We should take Wall Street's rosy estimates with a grain of salt, but Innodata has already outperformed Nvidia over the past five years with a gain of nearly 1,400%. Let's see why Innodata's stock soared -- and if it can actually outperform Nvidia next year.

NASDAQ: INOD
Key Data Points
What does Innodata do?
Innodata was founded in 1988, and it didn't attract much attention when it went public in 1993. At the time, it seemed like just another small, slow-growth data services provider. Its content digitization, digital publishing, and data enrichment services all served niche customers, were labor-intensive, and difficult to scale. From 1994 to 2019, its revenue only grew at a CAGR of 6%. At the end of 2019, it was trading at just $1.14 per share, which was 32% below its split-adjusted IPO price of $1.67.
But in 2018, Innodata launched a suite of task-specific microservices that efficiently annotated large amounts of high-quality data for AI applications. The market's demand for these services skyrocketed as the AI boom started, and at least five of the Magnificent Seven companies now use its services to clean up and prepare their AI-oriented data.
When large tech companies launch a new AI project on their own, they generally spend 80% of their time simply preparing that raw data and just 20% of the time training the actual algorithm. That's a painfully expensive and inefficient process, so it's a lot smarter to outsource all of that work to Innodata.
How fast is Innodata growing?
From 2019 to 2024, Innodata's revenue grew at a CAGR of 25% from $56 million to $171 million. Its adjusted earnings before interest, taxes, depreciation, and amortization (EBITDA) surged from just $3 million in 2019 to $35 million in 2024.
That acceleration was driven by its R&D investments in its new Innodata Labs unit, which focuses on integrating its features into scalable AI data-preparation services. Its previous experience with filtering out large amounts of high-quality data supported that rapid transition.
Innodata expects its revenue to rise at least 45% in 2025 and to deliver "transformative growth" in 2026 as the generative AI market expands and it gains even more big tech customers. Analysts expect its revenue to grow 46% to $249 million in 2025 and 25% to $311 million in 2026.
As Innodata scales up its business, its operating costs should decline and its pricing power should improve. That's why its adjusted EBITDA is expected to rise 53% to $53 million in 2025, and increase 26% to $67 million in 2026.
Could Innodata outperform Nvidia by the end of 2026?

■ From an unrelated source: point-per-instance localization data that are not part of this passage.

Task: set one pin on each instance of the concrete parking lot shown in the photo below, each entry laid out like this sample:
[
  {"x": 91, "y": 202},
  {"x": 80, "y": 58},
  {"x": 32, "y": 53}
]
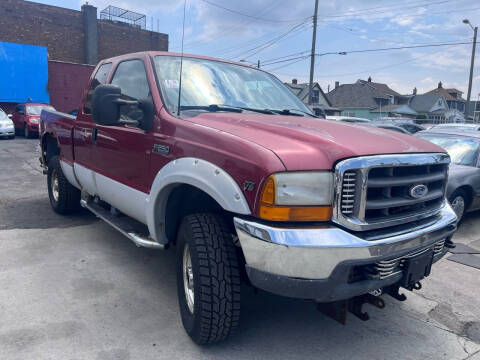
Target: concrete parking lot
[{"x": 73, "y": 288}]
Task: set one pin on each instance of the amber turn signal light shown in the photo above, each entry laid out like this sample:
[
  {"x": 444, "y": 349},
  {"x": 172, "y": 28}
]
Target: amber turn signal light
[{"x": 269, "y": 211}]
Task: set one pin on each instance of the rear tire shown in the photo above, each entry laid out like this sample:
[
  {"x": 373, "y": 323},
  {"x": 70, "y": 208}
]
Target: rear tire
[
  {"x": 64, "y": 197},
  {"x": 208, "y": 279}
]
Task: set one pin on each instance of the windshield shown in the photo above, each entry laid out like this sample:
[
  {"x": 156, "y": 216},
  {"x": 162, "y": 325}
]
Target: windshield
[
  {"x": 209, "y": 82},
  {"x": 456, "y": 127},
  {"x": 463, "y": 151},
  {"x": 37, "y": 109},
  {"x": 3, "y": 116}
]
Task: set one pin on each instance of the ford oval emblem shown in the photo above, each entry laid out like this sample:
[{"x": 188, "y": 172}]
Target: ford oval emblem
[{"x": 418, "y": 191}]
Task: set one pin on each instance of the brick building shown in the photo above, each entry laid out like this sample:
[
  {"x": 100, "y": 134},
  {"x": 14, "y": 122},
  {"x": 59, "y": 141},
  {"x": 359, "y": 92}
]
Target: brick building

With an enterprise value of $1.8 billion, Innodata isn't a screaming bargain at 33 times this year's adjusted EBITDA -- but its robust growth rates could support that higher valuation. If it matches analysts' estimates and maintains the same EV/EBITDA ratio, its enterprise value could rise 22% to $2.2 billion over the next 12 months. If it trades at a more bullish 45 times its adjusted EBITDA, its enterprise value could grow 67% to $3 billion -- which could nearly match the average 12-month target for the stock.
Therefore, it wouldn't be surprising if Innodata outperforms Nvidia over the next 12 months. It's a smaller niche company, but it's growing like a weed. However, these two companies serve different areas of the booming AI market -- and it might be smart to simply own both of them instead of betting on one outperforming the other.